SEGUNDO.- Recurso de Santiaga .- Centrando la impugnación en la infracción del precepto penal por el que ha sido condenada, art. 257.1.2º del C.P., el recurso se puede dividir en dos grandes apartados sostenidos ambos en la idea principal que subyace en la defensa de la acusada: siendo ciertos los hechos consignados más arriba, en ningún momento ella o su marido pretendían, con la constitución de la hipoteca unilateral, dificultar el pago de la deuda a su acreedor por importe de 48.681,98 euros y que, en definitiva, su voluntad siempre fue pagar hasta el punto de haber hecho un ofrecimiento de pago por una importante cantidad en el transcurso de las negociaciones. De esta forma se alude a la solvencia de las pretensiones ejercitadas en el pleito civil, existiendo razones de peso que podían haber dado lugar a una sentencia a su favor, y de otro lado, a la no existencia de una situación de insolvencia que frustrara el derecho de crédito del Sr. Julio .

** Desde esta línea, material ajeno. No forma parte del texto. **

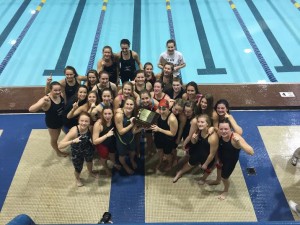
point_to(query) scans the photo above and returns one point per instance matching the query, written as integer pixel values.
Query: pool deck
(240, 96)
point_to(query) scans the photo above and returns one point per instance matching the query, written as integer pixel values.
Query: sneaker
(293, 205)
(294, 161)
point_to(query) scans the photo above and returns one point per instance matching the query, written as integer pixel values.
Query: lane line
(65, 51)
(13, 21)
(20, 38)
(97, 36)
(256, 50)
(170, 20)
(286, 63)
(206, 52)
(136, 36)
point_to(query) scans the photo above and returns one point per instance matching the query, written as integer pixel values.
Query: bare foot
(62, 154)
(117, 166)
(133, 164)
(79, 183)
(108, 172)
(213, 182)
(129, 171)
(94, 174)
(201, 181)
(176, 178)
(223, 195)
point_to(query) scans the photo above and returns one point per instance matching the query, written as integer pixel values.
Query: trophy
(146, 117)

A juicio de la Sala ambas cuestiones están perfectamente valoradas y resueltas en la sentencia de instancia de manera más o menos directa. En cuanto a las dudas razonables sobre la interpretación de la condición resolutoria del contrato, por más que la parte quiera defender lo contrario, lo cierto es que resulta poco probable que el pago, de nada más y nada menos, que del 60% del precio de una vivienda quede exonerado por el no cumplimiento del vendedor de la obligación de cancelar registralmente (estaba cancelada económicamente) una condición resolutoria anterior que aparecía en la nota simple registral. En este sentido se pronuncia la sentencia dictada en la segunda instancia, aludiendo en su Fundamento de Derecho cuarto, al enriquecimiento injusto que la interpretación de la estipulación acarrearía en favor de los compradores y añade ' Resultando, más bien, en el presente caso, el acuerdo de voluntades sobre el sometimiento a plazo de la obligación de pago del resto del precio convenido, con pacto de vencimiento anticipado para el caso de la obtención de la cancelación...antes del transcurso del mismo (plazo de cinco años)'. Siendo un dato relevante que la referida cancelación de la condición resolutoria, prescrita como estaba la obligación personal que garantizaba, la misma podía ' haber sido obtenida registralmente por los propios compradores, titulares de la vigente inscripción de dominio, en su calidad de interesados'. Y por último, tan claro no podían tenerlo los compradores sobre la exoneración de sus obligaciones de pago o la resolución contractual cuando ninguna acción judicial ejercitaron en tal sentido, dato éste que de igual forma ensalza la sentencia civil para desestimar la oposición de los demandados, ahora acusados.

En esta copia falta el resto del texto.